Monitoring emissions continuously plays a crucial role in combating climate change. That's why satellite observation systems rely on SWIR sensors, as they aid in accurately quantifying harmful emissions. The SWIR region of the light spectrum has weaker atmospheric scattering, allowing satellites to penetrate through cloud cover and haze. Methane can be detected within the 1650-2300nm range, which conveniently falls within the SWIR spectrum. Since methane plumes are invisible to the naked eye, imaging systems are pivotal in their detection. As seen in the figure below, HySpex's RGB-SWIR imaging system can detect methane plumes, and as the concentration levels rise, the color darkens accordingly. This imagery provides scientists and engineers with valuable information to quantify and pinpoint methane emissions at their sources, ultimately reducing environmental impact and the costs associated with leakages.
SWIR image of methane emission from a coal mine ventilation shaft. Image provided by HySpex.
Properly measuring methane emissions is incredibly important in mitigating climate change.
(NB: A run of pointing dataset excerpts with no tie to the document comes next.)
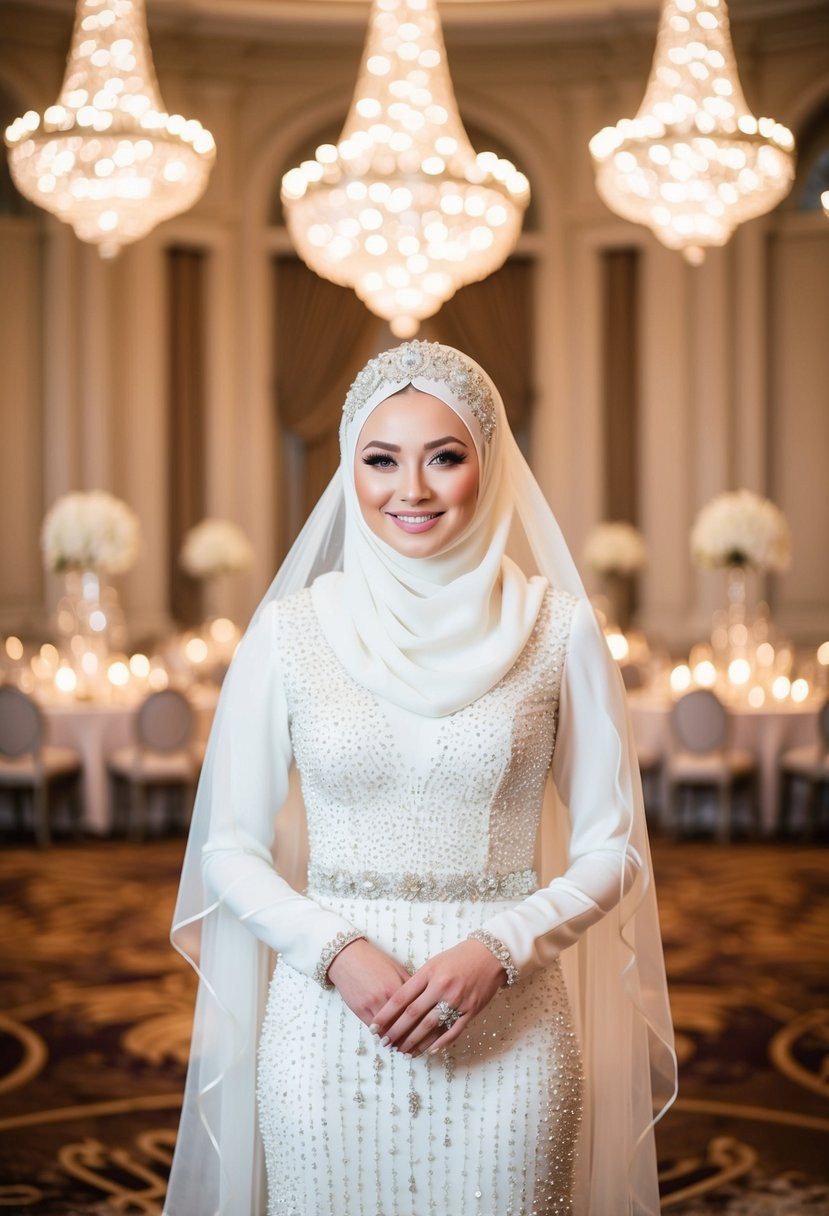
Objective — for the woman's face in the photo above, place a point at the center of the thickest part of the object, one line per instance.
(416, 473)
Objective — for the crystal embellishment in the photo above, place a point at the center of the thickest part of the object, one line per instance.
(427, 360)
(497, 947)
(472, 887)
(330, 953)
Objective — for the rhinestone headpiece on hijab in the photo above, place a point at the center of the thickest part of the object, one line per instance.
(430, 361)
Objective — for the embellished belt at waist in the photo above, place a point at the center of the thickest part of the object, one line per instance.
(371, 884)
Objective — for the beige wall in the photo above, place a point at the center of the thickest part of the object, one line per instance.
(733, 361)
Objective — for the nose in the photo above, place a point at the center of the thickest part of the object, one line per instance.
(415, 487)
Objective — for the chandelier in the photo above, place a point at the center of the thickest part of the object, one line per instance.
(402, 209)
(106, 157)
(694, 162)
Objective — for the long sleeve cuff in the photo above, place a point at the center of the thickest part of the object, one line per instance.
(292, 924)
(537, 929)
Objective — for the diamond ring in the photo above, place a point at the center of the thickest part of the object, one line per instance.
(446, 1014)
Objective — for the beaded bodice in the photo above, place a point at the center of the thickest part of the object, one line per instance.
(388, 791)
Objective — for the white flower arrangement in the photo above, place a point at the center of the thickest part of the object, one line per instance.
(740, 529)
(615, 547)
(90, 530)
(215, 546)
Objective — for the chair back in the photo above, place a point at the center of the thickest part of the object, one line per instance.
(700, 721)
(164, 721)
(632, 676)
(21, 724)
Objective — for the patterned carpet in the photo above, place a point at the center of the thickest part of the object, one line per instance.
(96, 1011)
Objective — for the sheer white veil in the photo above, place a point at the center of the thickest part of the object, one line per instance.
(615, 973)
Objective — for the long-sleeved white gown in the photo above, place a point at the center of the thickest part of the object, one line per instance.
(421, 831)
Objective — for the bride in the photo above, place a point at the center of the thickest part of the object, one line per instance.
(444, 1031)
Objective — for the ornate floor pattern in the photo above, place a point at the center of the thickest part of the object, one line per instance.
(95, 1015)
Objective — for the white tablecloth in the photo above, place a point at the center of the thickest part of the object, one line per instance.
(97, 730)
(766, 732)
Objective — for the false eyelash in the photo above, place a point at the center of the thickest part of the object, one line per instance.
(452, 456)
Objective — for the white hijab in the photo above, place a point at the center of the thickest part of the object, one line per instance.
(430, 635)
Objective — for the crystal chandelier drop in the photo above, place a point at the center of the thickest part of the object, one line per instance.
(694, 162)
(106, 157)
(402, 209)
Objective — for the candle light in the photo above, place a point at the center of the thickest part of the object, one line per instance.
(118, 674)
(158, 679)
(196, 649)
(739, 671)
(13, 648)
(66, 680)
(681, 677)
(140, 666)
(705, 674)
(800, 690)
(766, 654)
(780, 687)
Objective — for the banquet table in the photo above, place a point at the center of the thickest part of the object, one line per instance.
(766, 732)
(97, 728)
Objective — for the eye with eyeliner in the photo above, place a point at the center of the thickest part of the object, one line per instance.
(446, 456)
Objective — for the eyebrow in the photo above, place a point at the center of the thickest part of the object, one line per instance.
(429, 446)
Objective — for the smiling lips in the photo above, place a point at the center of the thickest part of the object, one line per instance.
(416, 523)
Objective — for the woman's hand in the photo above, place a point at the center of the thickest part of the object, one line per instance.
(366, 978)
(467, 977)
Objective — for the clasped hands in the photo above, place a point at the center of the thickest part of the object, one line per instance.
(400, 1008)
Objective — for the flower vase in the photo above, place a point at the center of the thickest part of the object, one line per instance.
(619, 594)
(737, 602)
(90, 624)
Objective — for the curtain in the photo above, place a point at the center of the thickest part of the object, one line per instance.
(620, 269)
(186, 424)
(323, 337)
(492, 322)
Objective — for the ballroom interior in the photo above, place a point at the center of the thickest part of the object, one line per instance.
(198, 376)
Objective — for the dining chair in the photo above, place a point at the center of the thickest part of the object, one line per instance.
(703, 761)
(632, 676)
(163, 758)
(807, 766)
(29, 766)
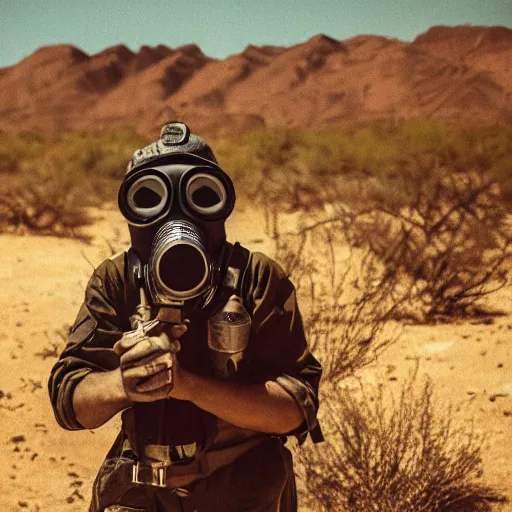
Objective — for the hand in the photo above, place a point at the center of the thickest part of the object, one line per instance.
(148, 364)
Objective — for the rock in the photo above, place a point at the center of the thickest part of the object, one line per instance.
(493, 397)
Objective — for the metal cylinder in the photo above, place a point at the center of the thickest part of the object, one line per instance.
(179, 262)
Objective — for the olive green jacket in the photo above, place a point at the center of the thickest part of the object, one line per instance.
(277, 349)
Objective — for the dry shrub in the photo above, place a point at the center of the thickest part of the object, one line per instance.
(50, 198)
(347, 297)
(450, 241)
(385, 454)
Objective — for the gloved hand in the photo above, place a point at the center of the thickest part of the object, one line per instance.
(148, 363)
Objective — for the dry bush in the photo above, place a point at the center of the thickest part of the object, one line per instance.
(49, 198)
(347, 297)
(451, 241)
(384, 454)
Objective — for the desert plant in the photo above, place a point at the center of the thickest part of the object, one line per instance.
(388, 454)
(347, 296)
(450, 240)
(50, 198)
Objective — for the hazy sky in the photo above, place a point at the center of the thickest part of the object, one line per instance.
(221, 27)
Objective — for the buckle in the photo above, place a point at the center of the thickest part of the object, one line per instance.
(150, 473)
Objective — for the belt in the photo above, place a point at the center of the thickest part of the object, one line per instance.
(162, 464)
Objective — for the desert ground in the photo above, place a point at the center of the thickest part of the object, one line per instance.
(45, 468)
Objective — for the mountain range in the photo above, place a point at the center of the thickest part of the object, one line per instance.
(461, 74)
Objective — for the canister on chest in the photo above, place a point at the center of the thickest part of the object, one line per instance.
(228, 336)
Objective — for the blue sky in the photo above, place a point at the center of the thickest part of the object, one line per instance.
(220, 27)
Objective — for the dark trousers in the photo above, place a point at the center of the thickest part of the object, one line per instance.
(261, 480)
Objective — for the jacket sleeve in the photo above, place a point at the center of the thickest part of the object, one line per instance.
(278, 348)
(99, 324)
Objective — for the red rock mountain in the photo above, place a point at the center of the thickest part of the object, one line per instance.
(461, 73)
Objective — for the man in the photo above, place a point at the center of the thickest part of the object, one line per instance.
(199, 342)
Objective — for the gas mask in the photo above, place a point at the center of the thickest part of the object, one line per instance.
(176, 202)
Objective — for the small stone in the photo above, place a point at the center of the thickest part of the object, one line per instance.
(493, 397)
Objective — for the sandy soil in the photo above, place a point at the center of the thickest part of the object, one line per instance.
(46, 468)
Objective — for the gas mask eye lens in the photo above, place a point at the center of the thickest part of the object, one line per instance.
(206, 194)
(147, 196)
(205, 197)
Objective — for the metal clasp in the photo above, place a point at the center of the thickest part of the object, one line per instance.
(149, 474)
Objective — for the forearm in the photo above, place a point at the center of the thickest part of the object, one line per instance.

Remote sensing systems (omitting satellites which are currently employing SWIR vision systems) utilizing SWIR in hyperspectral imagery can be used to detect local sources including livestock farms, landfills, and wastewater treatment facilities that otherwise are not actively monitored. Employing SeeDevice’s QMOS (quantum CMOS) in remote and satellite sensing systems will aid in the efforts of combating climate change because of its ability to be easily integrated into any imaging system and high performance in the SWIR range, improving precision in methane plume detection.